None of which would have happened if Shrubb had not returned home to Slinfold one summer night in 1899 to find his fellow villagers responding to the sounding of a fire bell from Southwater, some three miles away. One of his neighbours, Fred Spencer, the captain of Horsham Blue Star Harriers, told him he was going to race the fire engine to the scene of the blaze.

Shrubb, still wearing his heavy work boots after a day labouring at a building site, decided to join the local star runner and proceeded to match him stride for stride. They arrived at the same time as the fire truck and the astonished Spencer knew he had a red-hot talent on his hands.

It might have been different for Tadese, too, had he not fallen out with his team-mates while pursuing his first sporting love. The man who relieved Kenenisa Bekele of his world cross-countrycrown in Mombasa, Kenya, 12 months ago, ending the Ethiopian's five-year reign, was a successful road-racing cyclist in his home country until that spat with his colleagues late in 2001.

It was only then, approaching his 20th birthday, that Tadese turned to running instead. By the spring of 2002 he was in the Eritrean team competing at the World Cross Country Championships. He finished 30th at Leopardstown Racecourse in Dublin, wearing running shoes several sizes too big for his feet.

Since then, Tadese has been busy making a name for himself on the international running scene, although it was only after his victory in Mombasa that the quietly spoken East African politely pointed out that his surname was being misspelled. It was as Zersenay Tadesse that he was reported by the world as the winner of Eritrea's first Olympic medal – a bronze behind Bekele and Sileshi Sihine, another Ethiopian, in the 10,000m in Athens in 2004.

Now 26, and based for much of the year in Madrid, where he is guided by a coach by the name of Jeronimo Bravo, Tadese has twice won the International Association of Athletics Federations' World Road Running Championship, and in 2005 he set an unofficial world-best time for the half-marathon, 59min 5sec, running in the Great North Run on Tyneside.

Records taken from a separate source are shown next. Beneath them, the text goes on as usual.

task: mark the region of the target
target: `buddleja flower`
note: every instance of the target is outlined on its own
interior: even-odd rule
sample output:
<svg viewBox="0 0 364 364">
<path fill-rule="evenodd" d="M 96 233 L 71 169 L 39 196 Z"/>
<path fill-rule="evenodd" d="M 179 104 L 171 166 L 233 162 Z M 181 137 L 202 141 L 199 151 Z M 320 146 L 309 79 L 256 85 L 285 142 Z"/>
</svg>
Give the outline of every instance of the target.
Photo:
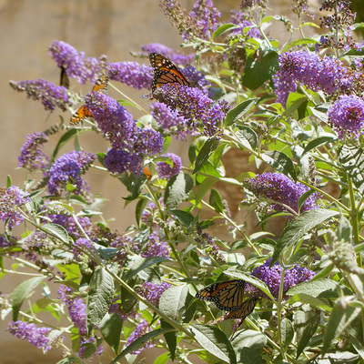
<svg viewBox="0 0 364 364">
<path fill-rule="evenodd" d="M 358 138 L 364 126 L 364 101 L 355 96 L 341 96 L 328 111 L 329 122 L 343 139 L 346 134 Z"/>
<path fill-rule="evenodd" d="M 48 141 L 45 133 L 28 134 L 24 144 L 17 167 L 29 169 L 29 171 L 43 170 L 49 165 L 50 157 L 41 150 L 44 144 Z"/>
<path fill-rule="evenodd" d="M 168 244 L 167 243 L 167 241 L 161 240 L 159 238 L 158 232 L 155 231 L 149 235 L 148 242 L 147 243 L 141 256 L 143 258 L 169 258 Z"/>
<path fill-rule="evenodd" d="M 28 97 L 40 100 L 46 110 L 54 110 L 58 106 L 62 111 L 74 104 L 67 94 L 67 89 L 63 86 L 56 86 L 43 78 L 26 81 L 10 81 L 9 85 L 16 91 L 24 91 Z"/>
<path fill-rule="evenodd" d="M 284 204 L 298 212 L 298 200 L 308 190 L 306 186 L 299 182 L 293 182 L 281 173 L 263 173 L 244 182 L 247 188 L 257 197 L 269 198 L 278 202 L 279 204 L 270 204 L 270 207 L 277 211 L 287 211 L 288 209 L 280 205 Z M 317 208 L 317 198 L 318 198 L 318 194 L 310 195 L 301 206 L 300 212 Z"/>
<path fill-rule="evenodd" d="M 178 66 L 188 66 L 190 65 L 195 56 L 191 55 L 181 55 L 179 52 L 168 48 L 167 46 L 161 45 L 160 43 L 149 43 L 142 46 L 142 51 L 148 56 L 151 53 L 159 53 L 165 57 L 171 60 L 174 64 Z"/>
<path fill-rule="evenodd" d="M 147 298 L 152 305 L 158 307 L 160 296 L 171 285 L 167 282 L 162 282 L 160 285 L 152 282 L 144 282 L 140 287 L 136 288 L 136 291 Z"/>
<path fill-rule="evenodd" d="M 52 329 L 39 328 L 35 324 L 26 321 L 10 321 L 7 330 L 15 338 L 27 340 L 33 346 L 43 349 L 46 352 L 50 349 L 56 348 L 59 340 L 63 339 L 59 338 L 57 343 L 51 342 L 48 335 Z"/>
<path fill-rule="evenodd" d="M 147 332 L 150 332 L 151 330 L 152 329 L 149 327 L 149 323 L 147 321 L 147 319 L 143 319 L 143 321 L 140 322 L 140 324 L 136 327 L 135 330 L 127 338 L 125 347 L 126 348 L 128 347 L 135 340 L 136 340 L 136 339 L 139 339 L 140 337 L 147 334 Z M 150 348 L 153 348 L 153 344 L 151 341 L 147 341 L 142 348 L 139 348 L 136 350 L 132 351 L 131 353 L 139 354 L 145 349 L 150 349 Z"/>
<path fill-rule="evenodd" d="M 349 87 L 346 78 L 347 69 L 340 61 L 325 56 L 320 58 L 311 52 L 284 53 L 278 58 L 281 77 L 291 77 L 313 91 L 322 90 L 333 94 L 340 86 Z"/>
<path fill-rule="evenodd" d="M 81 85 L 87 80 L 96 82 L 102 73 L 102 66 L 106 62 L 106 56 L 100 59 L 86 57 L 85 53 L 79 53 L 67 43 L 55 40 L 48 49 L 56 62 L 58 67 L 64 67 L 69 77 L 76 78 Z"/>
<path fill-rule="evenodd" d="M 73 191 L 75 195 L 82 192 L 83 181 L 81 175 L 84 174 L 96 157 L 93 153 L 84 150 L 61 156 L 51 167 L 49 170 L 48 190 L 52 195 L 59 195 L 66 187 L 66 185 L 72 183 L 76 185 Z"/>
<path fill-rule="evenodd" d="M 182 167 L 182 161 L 180 157 L 174 153 L 167 153 L 161 157 L 167 157 L 171 159 L 172 165 L 168 162 L 157 162 L 157 173 L 159 178 L 169 179 L 173 176 L 177 175 Z"/>
<path fill-rule="evenodd" d="M 262 280 L 269 288 L 272 296 L 278 298 L 283 268 L 278 262 L 269 268 L 271 260 L 269 258 L 266 263 L 257 267 L 251 274 Z M 290 269 L 287 269 L 283 280 L 283 298 L 285 299 L 288 298 L 285 293 L 290 288 L 309 280 L 314 275 L 315 273 L 312 270 L 299 267 L 297 264 Z M 265 297 L 265 294 L 260 289 L 249 283 L 246 284 L 244 291 L 249 297 Z"/>
<path fill-rule="evenodd" d="M 177 139 L 186 139 L 187 135 L 195 135 L 193 126 L 188 126 L 188 121 L 179 116 L 178 111 L 172 110 L 167 105 L 156 102 L 150 106 L 153 117 L 159 126 L 162 127 L 164 135 L 171 135 Z"/>
<path fill-rule="evenodd" d="M 182 36 L 185 41 L 197 36 L 202 39 L 209 39 L 212 33 L 217 28 L 217 22 L 220 18 L 220 13 L 213 6 L 211 0 L 197 0 L 189 13 L 189 16 L 196 23 L 194 32 L 185 33 Z"/>
<path fill-rule="evenodd" d="M 111 80 L 122 82 L 136 90 L 151 88 L 153 70 L 150 66 L 139 65 L 137 62 L 110 63 L 107 74 Z"/>
<path fill-rule="evenodd" d="M 25 205 L 30 201 L 27 194 L 15 186 L 9 188 L 0 188 L 0 219 L 7 221 L 9 228 L 21 224 L 22 214 L 16 211 L 16 207 Z"/>
<path fill-rule="evenodd" d="M 229 106 L 226 101 L 214 103 L 201 90 L 187 86 L 164 85 L 153 94 L 155 98 L 180 110 L 180 115 L 188 120 L 188 125 L 200 125 L 207 136 L 217 134 L 220 122 Z"/>
<path fill-rule="evenodd" d="M 273 76 L 274 90 L 277 95 L 277 102 L 286 106 L 288 95 L 297 90 L 297 85 L 292 77 L 278 70 Z"/>
</svg>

It was his world cross-country win, though, that put the Eritrean and his country on the global sporting map. Bekele stepped off the course in Mombasa with 800m remaining, complaining of the heat and humidity, but the holder of the world and Olympic titles plus the world record at 10,000m was already a beaten man by then.

In January this year, Tadese finished a second behind Bekele in icy, rutted conditions in the Great Edinburgh International Cross Country meeting at Holyrood. Tadese was swamped at the finish by hundreds of flag-waving British-based exiles from Eritrea, a land ravaged by guerrilla warfare for three decades before it gained independence in 1993. Through his exploits Eritreans have come to embrace distance running, though cycling remains the No 1 sport in the country. Like the national taste for the cappuccino, it is a legacyof Italian colonial days.

"Cycling was my first love," Tadese reflected. "I dreamed of being a cycling professional with one of the great teams in Europe. I would've loved to have ridden in a big race like the Tour de France. I won a number of races, mainly over distances of 30km to 50km. My success at cycling suggested to some local athletics people that I might have good stamina, and they invited me to compete in a race. I won that and I did well in my following races, so I carried on running."

The years of conditioning in the saddle clearly helped Tadese to race with his feet. After his win in Mombasa he underwent physiological tests which found he required less oxygen per kilometre than other elite distance runners. A report published in the British Journal of Sports Medicine suggested he was the world's most efficient runner.

Whether he proves the most proficient over the 12km of the 2008 world cross-country course remains to be seen. Bekele starts a strong favourite, having last summer won the World Championships 10,000m title for a third time and last month set a world indoor two-mile record in Birmingham. There are rivals capable of putting a spoke in the Ethiopian's wheel, though – not least the one-time pedal-pusher from Eritrea.